0x74696d

Django Database Anti-Patterns

May 19, 2013

At work our core application is a big Django project that's been developed over the course of a couple of years. At the scale at which we're operating, we're finding lots of areas where we've had to tweak or replace out-of-the-box components with more performant alternatives. One of the areas that's a constant source of pain for me is the Django ORM.

Django makes a lot of design choices that make sense in isolation but end up combining into some bad behavior in real production sites. I'm not going to waste any time second-guessing the authors of Django, but I'll focus on how to work-around or otherwise avoid the painful stuff.

One of the nastiest gotchas in Django is how easy it is to get a 1+n SELECTs situation. The docs are pretty clear on how to avoid it in view code, but the way that Django's templating system works makes it really easy to suddenly add site-crippling numbers of additional DB queries on a page with no change to the backend code. Observe.

We're using the models from the books app from the Djangobook. I've pre-populated my database with with some initial data and I'm running the DB locally with sqlite3. Follow along with this example code if you'd like.
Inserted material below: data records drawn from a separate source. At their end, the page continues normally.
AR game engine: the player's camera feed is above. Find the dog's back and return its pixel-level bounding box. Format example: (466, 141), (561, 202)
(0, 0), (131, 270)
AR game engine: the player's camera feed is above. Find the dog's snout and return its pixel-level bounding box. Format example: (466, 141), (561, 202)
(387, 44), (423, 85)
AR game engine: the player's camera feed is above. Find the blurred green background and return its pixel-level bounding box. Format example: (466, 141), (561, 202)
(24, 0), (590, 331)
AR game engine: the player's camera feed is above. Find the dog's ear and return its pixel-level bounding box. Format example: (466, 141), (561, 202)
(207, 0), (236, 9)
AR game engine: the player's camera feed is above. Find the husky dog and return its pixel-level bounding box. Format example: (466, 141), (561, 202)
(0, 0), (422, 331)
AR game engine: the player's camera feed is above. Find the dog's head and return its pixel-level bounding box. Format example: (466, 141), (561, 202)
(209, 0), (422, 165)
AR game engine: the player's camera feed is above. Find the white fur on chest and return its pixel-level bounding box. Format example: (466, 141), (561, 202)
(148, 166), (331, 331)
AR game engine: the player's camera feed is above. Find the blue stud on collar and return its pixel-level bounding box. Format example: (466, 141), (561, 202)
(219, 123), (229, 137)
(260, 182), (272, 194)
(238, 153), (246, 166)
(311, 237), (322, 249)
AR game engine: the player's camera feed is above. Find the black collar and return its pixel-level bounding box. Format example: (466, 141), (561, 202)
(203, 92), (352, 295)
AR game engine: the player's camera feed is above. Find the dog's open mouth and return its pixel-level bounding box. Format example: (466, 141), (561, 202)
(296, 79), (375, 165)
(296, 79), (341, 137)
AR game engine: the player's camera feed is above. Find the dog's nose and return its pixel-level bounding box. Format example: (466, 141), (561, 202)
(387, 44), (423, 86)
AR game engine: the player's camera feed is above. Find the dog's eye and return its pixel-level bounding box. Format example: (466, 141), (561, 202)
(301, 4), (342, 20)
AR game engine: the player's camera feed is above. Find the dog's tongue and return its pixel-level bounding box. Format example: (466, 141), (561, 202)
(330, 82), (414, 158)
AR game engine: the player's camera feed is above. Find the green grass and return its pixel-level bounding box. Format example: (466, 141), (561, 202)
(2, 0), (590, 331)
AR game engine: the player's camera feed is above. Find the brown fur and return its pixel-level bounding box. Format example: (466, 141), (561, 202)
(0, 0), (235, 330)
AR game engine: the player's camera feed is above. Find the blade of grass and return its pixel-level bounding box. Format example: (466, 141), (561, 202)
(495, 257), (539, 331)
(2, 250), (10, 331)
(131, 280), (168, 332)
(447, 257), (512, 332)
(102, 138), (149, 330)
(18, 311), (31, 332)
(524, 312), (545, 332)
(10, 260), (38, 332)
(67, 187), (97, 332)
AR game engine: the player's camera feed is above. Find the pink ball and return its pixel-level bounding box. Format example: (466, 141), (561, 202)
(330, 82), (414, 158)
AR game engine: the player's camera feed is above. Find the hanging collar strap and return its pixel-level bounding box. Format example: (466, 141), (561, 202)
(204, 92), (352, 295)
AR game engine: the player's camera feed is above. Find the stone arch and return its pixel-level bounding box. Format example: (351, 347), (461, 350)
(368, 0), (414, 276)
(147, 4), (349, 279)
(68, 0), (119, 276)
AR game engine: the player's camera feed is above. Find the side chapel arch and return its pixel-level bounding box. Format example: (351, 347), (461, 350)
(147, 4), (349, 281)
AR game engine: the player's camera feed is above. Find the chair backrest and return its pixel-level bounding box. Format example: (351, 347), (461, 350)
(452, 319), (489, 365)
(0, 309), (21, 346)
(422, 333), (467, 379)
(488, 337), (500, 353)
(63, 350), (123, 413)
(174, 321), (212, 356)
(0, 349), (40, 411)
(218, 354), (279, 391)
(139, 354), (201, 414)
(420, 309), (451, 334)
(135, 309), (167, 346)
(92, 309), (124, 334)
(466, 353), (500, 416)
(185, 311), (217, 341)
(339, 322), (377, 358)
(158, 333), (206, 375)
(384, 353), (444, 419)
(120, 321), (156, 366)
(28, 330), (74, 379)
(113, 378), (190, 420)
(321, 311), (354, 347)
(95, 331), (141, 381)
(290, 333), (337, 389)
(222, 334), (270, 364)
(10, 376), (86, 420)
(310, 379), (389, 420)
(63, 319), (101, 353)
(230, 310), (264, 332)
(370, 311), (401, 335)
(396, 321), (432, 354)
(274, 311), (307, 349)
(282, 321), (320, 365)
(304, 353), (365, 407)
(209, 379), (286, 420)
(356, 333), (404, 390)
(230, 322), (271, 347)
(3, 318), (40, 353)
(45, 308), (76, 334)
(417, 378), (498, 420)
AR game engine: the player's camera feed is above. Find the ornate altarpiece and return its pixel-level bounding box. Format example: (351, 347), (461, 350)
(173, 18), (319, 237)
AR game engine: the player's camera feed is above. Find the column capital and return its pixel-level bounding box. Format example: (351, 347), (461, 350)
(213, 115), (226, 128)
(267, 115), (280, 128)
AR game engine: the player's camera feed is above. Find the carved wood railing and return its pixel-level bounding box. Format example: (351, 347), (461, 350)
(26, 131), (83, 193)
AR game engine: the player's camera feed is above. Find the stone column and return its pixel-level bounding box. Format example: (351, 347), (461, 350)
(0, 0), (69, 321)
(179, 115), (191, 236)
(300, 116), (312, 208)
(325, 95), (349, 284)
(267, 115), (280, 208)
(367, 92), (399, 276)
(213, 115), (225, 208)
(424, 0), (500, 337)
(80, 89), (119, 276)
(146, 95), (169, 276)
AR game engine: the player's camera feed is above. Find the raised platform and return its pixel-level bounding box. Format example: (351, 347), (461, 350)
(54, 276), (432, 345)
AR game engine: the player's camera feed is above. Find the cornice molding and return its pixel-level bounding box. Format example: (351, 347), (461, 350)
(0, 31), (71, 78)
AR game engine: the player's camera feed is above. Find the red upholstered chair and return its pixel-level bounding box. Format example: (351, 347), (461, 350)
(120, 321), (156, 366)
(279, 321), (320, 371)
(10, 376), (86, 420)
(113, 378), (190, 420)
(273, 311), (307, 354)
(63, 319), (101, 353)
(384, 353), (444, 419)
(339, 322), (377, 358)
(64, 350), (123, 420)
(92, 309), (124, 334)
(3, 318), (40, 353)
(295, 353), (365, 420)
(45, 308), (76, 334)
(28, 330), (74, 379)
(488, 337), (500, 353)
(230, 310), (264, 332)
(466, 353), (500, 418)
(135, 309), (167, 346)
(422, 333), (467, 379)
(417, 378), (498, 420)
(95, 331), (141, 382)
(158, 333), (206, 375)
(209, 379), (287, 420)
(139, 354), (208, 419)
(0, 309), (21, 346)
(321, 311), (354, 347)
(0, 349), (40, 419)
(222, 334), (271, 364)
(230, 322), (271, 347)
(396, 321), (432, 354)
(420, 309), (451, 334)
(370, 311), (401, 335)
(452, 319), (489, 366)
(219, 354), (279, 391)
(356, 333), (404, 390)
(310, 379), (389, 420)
Here's our minimum views.py:

def get_books_by_date(request, start, end):

    start = dateutil.parser.parse(start)
    end = dateutil.parser.parse(end)
    books = Book.objects.filter(pub_date__gte=start,
                                pub_date__lte=end).order_by('pub_date')

    return render(request,
                  'template.html',
                  {'books': books, 'start': start, 'end': end})

And a minimum template to go with it:

<html><body>
<h1>Books</h1>
Published between {{"{{start|date:'Y M d'"}}}} and {{"{{end|date:'Y M d'"}}}}

<table>
{{ "{% for book in books "}}%}
  <tr>{{"{{book.title"}}}}: {{"{{book.pub_date"}}}}</tr>
{{ "{% endfor "}}%}
</table>

</body></html>

If we hit this in a test and check the number of queries, there's no surprises.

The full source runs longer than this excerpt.